The report outlined how electrochemical techniques can be used to understand and solve corrosion problems, and the parameters controlling the corrosion process. In this report PFT discussed the breakdown of the protective oxide film on the corrosion of aluminium. He introduced what he termed a “Corrosion Chart” for aluminium, which summarised the areas of stability of the oxide film as a function of electrochemical potential and temperature. Charts such as this were very advanced thinking for the times.

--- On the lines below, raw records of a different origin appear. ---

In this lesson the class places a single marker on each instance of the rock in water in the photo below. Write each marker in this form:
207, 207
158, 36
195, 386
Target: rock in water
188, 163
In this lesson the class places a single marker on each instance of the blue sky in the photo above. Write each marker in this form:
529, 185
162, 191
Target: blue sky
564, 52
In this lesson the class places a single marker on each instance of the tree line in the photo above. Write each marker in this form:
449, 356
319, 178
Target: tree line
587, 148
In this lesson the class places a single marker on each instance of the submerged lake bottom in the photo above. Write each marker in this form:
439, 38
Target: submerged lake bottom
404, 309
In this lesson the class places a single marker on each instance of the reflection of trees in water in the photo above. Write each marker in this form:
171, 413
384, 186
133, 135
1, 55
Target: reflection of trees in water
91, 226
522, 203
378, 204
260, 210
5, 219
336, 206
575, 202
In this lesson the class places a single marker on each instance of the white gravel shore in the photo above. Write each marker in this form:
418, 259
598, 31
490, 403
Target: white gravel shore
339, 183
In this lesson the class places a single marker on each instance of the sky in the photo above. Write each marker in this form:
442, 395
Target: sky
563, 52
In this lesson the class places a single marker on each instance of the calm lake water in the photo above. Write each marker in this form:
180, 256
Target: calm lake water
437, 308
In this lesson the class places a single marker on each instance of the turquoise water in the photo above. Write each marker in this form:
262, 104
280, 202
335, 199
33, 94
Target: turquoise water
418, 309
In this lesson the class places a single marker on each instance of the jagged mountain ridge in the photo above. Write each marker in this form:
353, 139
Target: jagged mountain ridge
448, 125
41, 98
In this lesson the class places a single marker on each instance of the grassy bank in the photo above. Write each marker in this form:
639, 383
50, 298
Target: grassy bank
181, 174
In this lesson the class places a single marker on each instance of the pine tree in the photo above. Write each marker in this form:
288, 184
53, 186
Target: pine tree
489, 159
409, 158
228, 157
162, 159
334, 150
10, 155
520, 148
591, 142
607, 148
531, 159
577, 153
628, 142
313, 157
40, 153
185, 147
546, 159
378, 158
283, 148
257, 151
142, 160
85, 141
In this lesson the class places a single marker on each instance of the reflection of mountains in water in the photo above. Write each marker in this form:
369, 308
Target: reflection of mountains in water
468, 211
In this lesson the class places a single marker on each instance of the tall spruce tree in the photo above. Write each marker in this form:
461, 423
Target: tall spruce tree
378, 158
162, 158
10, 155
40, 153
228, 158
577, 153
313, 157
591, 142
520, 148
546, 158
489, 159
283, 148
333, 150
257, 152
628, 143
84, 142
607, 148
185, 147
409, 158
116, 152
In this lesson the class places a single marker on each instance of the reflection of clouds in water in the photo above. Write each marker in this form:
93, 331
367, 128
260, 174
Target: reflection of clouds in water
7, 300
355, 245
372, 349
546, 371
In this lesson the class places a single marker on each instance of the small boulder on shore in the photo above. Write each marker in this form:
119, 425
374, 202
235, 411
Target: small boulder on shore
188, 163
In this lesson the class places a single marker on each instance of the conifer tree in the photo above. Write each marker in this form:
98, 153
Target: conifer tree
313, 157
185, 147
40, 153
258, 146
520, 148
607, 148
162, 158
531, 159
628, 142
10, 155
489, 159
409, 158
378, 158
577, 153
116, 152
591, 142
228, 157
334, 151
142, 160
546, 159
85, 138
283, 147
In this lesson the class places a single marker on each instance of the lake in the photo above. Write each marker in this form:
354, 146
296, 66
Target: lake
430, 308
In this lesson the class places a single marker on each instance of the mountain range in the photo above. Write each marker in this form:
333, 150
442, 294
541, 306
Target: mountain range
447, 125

PFT concluded by stating that in relation to engineers, it was difficult for them to not to have anything but misconceptions regarding corrosion, largely because of the very little knowledge they were given in relation to the electrochemical basis of corrosion. At the time engineers were very quick to look for sources of acid to blame for corrosion when the availability of oxygen and the accompanying electrochemical reduction of oxygen to hydroxyl ions was the most active agent in the corrosion process. This was a continuation of the message he was sending to engineers back in 1932.
Corrosion of Condenser Tubes (Thompson, 1950, Parts 1, 2 and 3)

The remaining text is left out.